PACTE : l’UDES souhaite que le projet de loi s’engage davantage en faveur de l’ESS

L’UDES salue le texte présenté le 18 juin en Conseil des Ministres. Il représente une avancée pour les TPE-PME qui constituent l’essentiel de l’économie sociale et solidaire. En outre, le projet de loi devrait inciter les entreprises à renforcer leur engagement sociétal, tout en simplifiant leur vie administrative. L’UDES salue particulièrement le relèvement des seuils pour l’assujettissement des TPE-PME à leurs obligations sociales et fiscales.
 
Les mesures relatives à l’engagement sociétal des entreprises prouvent que les valeurs de l’ESS ont pollinisé l’économie : les entreprises sont encouragées à mieux tenir compte des enjeux sociaux et environnementaux et à mieux inclure les salariés dans leur gouvernance. 
 
Dans ce cadre, l’UDES approuve la création des entreprises à mission. En revanche, l’Union sera vigilante à ce que ces dernières ne puissent pas accéder aux mêmes dispositions fiscales et modes de financement que les entreprises de l’ESS qui présentent des ambitions et des contraintes bien plus fortes.  
 
La suppression du forfait social devrait contribuer au développement de l’épargne salariale et de l’intéressement.

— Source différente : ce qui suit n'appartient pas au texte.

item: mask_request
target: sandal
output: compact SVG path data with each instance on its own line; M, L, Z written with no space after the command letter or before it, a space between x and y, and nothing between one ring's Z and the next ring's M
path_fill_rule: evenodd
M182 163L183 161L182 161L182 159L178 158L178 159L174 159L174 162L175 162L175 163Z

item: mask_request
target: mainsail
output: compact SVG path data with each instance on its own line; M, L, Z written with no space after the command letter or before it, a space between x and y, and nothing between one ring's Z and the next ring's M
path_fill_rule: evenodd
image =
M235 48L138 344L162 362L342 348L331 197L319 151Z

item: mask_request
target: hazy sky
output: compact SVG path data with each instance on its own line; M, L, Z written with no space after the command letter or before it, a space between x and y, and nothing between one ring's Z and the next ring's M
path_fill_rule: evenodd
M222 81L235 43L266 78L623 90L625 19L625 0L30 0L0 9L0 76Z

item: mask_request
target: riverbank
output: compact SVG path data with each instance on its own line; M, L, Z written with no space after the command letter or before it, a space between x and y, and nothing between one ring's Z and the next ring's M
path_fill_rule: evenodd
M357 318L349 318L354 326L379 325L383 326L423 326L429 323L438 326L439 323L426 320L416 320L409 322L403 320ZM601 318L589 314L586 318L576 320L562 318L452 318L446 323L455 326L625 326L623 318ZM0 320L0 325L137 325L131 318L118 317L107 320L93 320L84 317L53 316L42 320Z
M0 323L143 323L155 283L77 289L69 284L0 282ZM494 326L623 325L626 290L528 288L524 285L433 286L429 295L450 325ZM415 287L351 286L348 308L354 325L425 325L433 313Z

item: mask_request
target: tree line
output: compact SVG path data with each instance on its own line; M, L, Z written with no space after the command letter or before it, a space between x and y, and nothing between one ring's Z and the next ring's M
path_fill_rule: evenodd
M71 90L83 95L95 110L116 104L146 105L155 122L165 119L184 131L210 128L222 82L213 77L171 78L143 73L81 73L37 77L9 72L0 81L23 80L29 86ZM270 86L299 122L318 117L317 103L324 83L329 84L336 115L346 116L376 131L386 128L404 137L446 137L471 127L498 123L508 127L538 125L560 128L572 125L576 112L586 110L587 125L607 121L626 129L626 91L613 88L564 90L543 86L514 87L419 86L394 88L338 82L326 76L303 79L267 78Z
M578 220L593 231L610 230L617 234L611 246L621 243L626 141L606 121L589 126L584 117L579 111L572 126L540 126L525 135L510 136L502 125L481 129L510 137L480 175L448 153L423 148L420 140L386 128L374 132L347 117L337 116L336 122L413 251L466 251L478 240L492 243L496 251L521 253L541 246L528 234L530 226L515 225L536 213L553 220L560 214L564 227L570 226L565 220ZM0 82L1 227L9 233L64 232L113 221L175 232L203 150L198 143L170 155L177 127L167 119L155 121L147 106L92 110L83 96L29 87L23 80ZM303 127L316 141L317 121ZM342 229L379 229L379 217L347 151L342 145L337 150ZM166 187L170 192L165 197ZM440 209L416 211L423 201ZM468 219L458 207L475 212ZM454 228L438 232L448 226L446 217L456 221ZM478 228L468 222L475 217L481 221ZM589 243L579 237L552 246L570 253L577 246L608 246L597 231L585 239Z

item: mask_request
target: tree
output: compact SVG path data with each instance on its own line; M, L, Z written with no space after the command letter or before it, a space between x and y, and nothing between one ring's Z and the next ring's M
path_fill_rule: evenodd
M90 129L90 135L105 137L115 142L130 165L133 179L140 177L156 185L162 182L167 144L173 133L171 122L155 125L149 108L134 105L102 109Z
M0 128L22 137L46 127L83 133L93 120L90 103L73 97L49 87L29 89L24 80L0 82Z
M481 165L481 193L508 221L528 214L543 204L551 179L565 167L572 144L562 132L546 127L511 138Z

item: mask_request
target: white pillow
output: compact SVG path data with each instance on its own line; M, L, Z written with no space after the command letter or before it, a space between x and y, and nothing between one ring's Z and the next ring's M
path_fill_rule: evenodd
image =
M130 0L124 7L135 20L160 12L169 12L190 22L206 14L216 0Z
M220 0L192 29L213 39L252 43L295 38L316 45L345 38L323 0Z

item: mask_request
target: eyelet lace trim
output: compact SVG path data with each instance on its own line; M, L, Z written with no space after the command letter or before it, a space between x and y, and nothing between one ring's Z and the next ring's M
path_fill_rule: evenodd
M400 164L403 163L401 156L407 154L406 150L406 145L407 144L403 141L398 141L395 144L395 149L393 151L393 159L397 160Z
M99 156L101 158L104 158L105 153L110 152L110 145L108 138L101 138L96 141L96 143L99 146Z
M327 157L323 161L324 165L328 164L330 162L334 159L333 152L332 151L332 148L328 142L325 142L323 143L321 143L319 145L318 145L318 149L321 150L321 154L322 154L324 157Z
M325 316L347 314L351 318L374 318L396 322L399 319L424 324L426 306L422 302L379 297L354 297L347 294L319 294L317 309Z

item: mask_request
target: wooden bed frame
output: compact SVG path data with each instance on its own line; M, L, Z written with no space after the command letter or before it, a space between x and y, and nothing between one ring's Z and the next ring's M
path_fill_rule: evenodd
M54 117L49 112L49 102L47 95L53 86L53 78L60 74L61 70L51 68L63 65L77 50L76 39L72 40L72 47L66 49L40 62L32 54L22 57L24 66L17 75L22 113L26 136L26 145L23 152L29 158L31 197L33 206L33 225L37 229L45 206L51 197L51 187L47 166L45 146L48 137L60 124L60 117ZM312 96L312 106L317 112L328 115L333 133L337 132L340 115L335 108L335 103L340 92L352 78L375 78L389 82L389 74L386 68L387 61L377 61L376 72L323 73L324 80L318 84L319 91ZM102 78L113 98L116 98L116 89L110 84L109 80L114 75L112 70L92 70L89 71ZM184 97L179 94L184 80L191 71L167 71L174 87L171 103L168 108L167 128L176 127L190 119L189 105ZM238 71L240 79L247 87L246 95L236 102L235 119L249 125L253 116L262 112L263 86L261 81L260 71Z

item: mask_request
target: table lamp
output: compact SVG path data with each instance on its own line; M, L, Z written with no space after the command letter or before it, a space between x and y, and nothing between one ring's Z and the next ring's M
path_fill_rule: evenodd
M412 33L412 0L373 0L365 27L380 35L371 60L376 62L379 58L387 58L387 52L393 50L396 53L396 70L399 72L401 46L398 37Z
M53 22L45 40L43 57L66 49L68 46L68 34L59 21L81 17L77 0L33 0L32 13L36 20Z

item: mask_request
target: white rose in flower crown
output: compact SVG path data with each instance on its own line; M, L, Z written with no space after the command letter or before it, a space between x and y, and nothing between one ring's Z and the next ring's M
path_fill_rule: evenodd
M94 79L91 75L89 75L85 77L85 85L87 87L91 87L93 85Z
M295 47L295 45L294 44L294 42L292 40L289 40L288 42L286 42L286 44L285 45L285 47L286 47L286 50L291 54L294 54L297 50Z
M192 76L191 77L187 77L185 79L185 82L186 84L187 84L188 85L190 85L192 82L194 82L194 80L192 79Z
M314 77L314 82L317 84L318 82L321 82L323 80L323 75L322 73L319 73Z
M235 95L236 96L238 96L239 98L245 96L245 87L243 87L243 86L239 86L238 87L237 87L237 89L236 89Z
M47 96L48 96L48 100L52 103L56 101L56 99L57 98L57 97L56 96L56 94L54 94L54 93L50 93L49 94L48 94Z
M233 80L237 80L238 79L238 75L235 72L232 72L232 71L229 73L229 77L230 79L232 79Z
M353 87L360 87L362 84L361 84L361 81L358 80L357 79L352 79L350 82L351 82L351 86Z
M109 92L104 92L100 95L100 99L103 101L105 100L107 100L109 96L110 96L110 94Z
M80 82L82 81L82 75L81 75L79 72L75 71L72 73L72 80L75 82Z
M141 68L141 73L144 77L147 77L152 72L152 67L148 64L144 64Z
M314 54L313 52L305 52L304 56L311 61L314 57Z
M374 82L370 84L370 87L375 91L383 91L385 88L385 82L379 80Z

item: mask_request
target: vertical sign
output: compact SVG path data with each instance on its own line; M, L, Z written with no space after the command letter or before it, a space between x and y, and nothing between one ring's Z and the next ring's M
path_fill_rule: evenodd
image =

A fortiori, l’Union est favorable au fléchage de cette épargne et de l’assurance vie vers les TPE et les PME et souhaiterait qu’une partie soit spécifiquement dédiée aux entreprises de l’ESS.
 
L’UDES accueille favorablement l’ouverture de l’agrément « entreprise solidaire d’utilité sociale », dit agrément ESUS, aux organisations exerçant des activités écologiques et culturelles si elles sont développées dans une logique citoyenne. L’Union souhaite par ailleurs que les sociétés coopératives, SCOP et SCIC, puissent bénéficier de ce dispositif. Acteurs fondateurs et essentiels de l’ESS, ces entreprises ne peuvent en effet accéder à cet agrément, et donc à l’épargne salariale.
 
« Le projet de loi tient en partie compte des attentes que nous avons fait valoir tout au long de la concertation mais, sur 71 articles, un seul concerne explicitement les entreprises sociales et solidaires. Nous souhaitons donc des améliorations dans le cadre de la lecture parlementaire. Reste également à faire le lien avec le futur pacte de croissance pour l’ESS que doit prochainement présenter Christophe Itier Haut-commissaire à l’Economie sociale et solidaire » précise Hugues Vidor, président de l’UDES. 
 
Tout au long de l’examen du texte au Parlement, et en attente de l’annonce du pacte de croissance pour l’ESS, l’UDES défendra ces positions afin que les intérêts des entreprises de l’économie sociale et solidaire soient pris en compte.